Data and Metrics: We have the tools to measure economic growth, and we have used them for decades. Small and Midsized Cities are creatively building new methods to measure economic disparities and opportunity areas by disaggregating data by race, geography, income, and beyond. The traditional yardstick of economic progress, such as jobs created only demonstrates a sliver of the complete economic picture of a community.
Access to Capital: Inclusive economic development cannot happen without investment, and as defined broadly by the cities we have worked with. However, SMCs varied in how they defined investment and understood their capital capacity. As such, we are narrowing our research to clearly define some of these core actions, both in the programmatic funding for community engagement and scaling, but also in unlocking capital to drive investments in historically overlooked markets compared to their larger metro counterparts.
Inclusive Procurement: One lever that uniquely emerged from our engagements was the enormous potential of inclusive procurement for community wealth creation.
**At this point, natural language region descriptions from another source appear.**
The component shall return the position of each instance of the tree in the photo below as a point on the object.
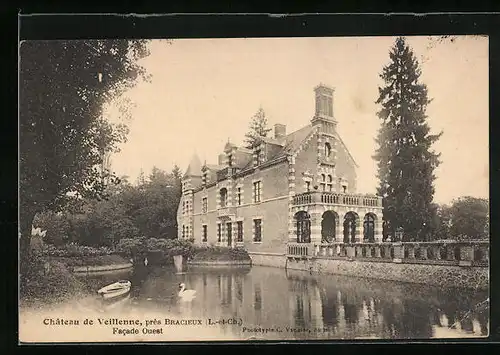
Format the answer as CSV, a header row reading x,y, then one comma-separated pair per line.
x,y
442,222
156,211
406,162
64,136
469,218
258,128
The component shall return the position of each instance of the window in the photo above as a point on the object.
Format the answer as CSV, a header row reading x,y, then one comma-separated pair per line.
x,y
238,195
328,150
239,236
303,227
330,183
257,191
205,233
323,182
257,227
223,197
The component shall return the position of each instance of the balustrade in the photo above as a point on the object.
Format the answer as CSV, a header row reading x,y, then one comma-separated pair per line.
x,y
437,253
336,198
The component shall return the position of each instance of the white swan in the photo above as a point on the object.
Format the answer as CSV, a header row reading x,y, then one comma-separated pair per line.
x,y
186,295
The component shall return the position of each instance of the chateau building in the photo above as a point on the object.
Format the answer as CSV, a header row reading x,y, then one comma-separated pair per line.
x,y
298,187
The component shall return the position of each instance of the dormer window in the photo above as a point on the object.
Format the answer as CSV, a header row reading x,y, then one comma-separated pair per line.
x,y
223,197
328,150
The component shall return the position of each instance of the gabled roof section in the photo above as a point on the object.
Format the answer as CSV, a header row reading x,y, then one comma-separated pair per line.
x,y
194,167
290,144
214,167
347,150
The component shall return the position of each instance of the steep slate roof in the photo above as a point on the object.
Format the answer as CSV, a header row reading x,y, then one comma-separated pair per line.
x,y
347,150
290,144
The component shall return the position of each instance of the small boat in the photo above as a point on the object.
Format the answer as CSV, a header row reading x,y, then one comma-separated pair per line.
x,y
116,289
186,295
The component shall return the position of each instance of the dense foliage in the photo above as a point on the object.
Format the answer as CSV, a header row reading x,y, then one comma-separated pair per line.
x,y
148,209
406,162
257,129
467,218
64,137
217,253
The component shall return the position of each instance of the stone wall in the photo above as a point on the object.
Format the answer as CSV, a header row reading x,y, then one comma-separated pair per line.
x,y
438,275
268,259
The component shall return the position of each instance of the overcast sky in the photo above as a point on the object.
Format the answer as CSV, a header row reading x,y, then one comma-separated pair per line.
x,y
203,92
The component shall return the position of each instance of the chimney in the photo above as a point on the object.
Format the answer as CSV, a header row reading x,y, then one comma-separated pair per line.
x,y
324,101
222,158
279,131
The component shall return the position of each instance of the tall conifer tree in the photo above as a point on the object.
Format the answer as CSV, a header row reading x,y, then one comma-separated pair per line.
x,y
258,128
406,162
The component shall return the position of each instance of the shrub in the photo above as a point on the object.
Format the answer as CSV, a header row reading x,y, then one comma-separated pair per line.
x,y
74,249
220,253
49,281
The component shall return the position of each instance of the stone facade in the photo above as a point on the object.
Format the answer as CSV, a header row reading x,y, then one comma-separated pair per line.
x,y
297,187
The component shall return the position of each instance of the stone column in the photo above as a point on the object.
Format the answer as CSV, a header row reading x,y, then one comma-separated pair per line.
x,y
339,229
315,227
466,255
359,230
411,252
398,252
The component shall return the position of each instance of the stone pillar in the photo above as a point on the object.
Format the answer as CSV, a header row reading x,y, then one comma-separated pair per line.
x,y
359,230
350,251
398,252
411,252
378,229
450,253
466,255
339,229
437,252
315,227
359,251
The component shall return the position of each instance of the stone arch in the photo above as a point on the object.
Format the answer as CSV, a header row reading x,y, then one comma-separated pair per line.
x,y
369,223
351,226
329,226
303,227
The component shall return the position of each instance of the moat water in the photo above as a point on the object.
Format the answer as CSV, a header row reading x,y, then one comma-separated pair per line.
x,y
265,303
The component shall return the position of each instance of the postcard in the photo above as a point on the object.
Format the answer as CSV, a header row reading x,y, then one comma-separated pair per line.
x,y
242,189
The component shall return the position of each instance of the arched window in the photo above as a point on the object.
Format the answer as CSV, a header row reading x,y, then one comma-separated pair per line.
x,y
330,183
303,227
223,197
323,182
328,150
369,228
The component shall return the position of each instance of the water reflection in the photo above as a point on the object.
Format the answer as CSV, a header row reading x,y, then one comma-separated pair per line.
x,y
340,307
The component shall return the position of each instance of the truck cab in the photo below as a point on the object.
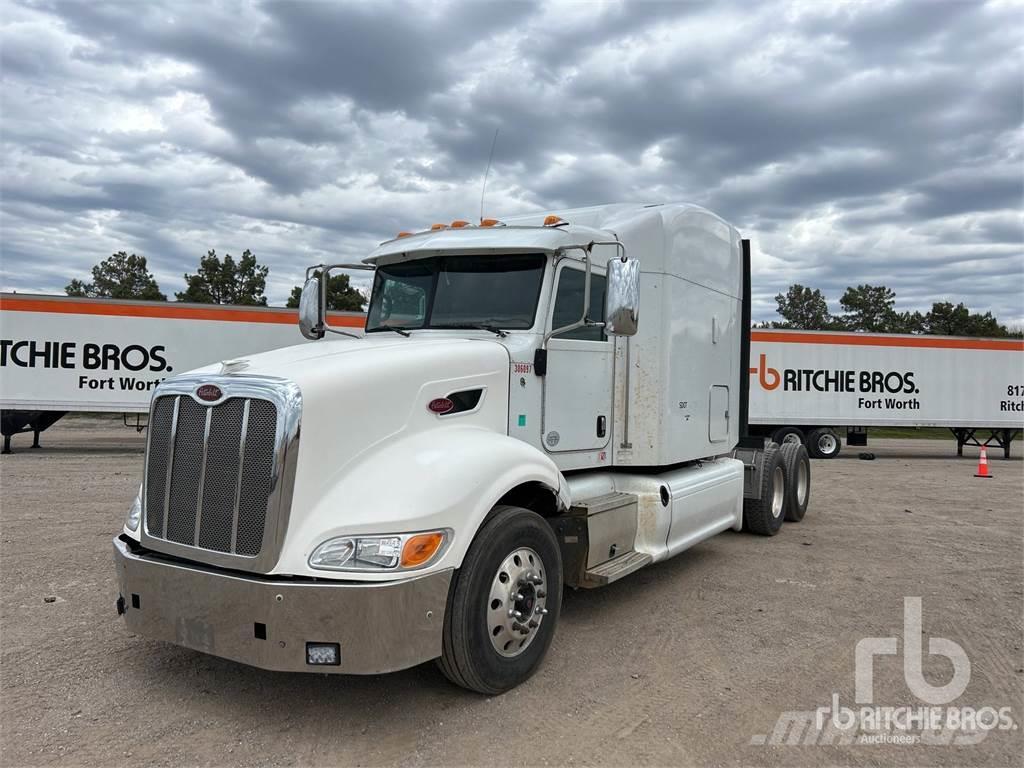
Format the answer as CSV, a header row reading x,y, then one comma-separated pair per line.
x,y
506,426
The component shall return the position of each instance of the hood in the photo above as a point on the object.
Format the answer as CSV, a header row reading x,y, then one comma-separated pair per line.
x,y
359,395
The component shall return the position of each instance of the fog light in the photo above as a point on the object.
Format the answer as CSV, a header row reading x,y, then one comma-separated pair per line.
x,y
328,654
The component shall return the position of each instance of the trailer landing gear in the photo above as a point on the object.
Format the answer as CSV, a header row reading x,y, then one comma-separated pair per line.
x,y
1000,437
16,422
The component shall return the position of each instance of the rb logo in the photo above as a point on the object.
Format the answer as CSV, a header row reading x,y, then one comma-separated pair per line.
x,y
767,377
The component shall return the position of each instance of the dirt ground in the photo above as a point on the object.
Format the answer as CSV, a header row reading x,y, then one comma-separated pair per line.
x,y
689,662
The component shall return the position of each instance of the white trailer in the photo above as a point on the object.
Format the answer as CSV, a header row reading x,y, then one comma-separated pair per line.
x,y
510,423
60,354
805,385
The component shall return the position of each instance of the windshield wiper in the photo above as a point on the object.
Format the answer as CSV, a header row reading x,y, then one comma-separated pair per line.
x,y
478,327
397,330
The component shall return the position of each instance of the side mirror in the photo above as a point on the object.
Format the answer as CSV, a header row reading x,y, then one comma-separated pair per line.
x,y
622,300
311,309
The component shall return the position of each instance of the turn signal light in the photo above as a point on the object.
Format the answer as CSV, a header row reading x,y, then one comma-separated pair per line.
x,y
420,548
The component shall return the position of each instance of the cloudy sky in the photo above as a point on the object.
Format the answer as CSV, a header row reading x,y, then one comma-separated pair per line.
x,y
855,142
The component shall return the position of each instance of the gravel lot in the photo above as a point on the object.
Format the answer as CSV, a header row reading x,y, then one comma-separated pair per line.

Increasingly, city governments and anchor institutions are identifying ways to spread the staggering amount of funds they spend on contracts and services toward local and diverse small businesses. At scale, these investments in diverse businesses at a community level or across small and midsized cities can represent a truly transformative investment in diverse business ownership and growth.
As we have seen firsthand, Small and Midsized Cities are actively creating solutions and models for us to forge ahead. NGIN is delighted to announce that the Small and Midsized City Hub program has received renewed and expanded funding from the Robert Wood Johnson Foundation through 2027 to deepen our learning alongside inclusive economic development leaders and craft models for economic inclusion in these cities.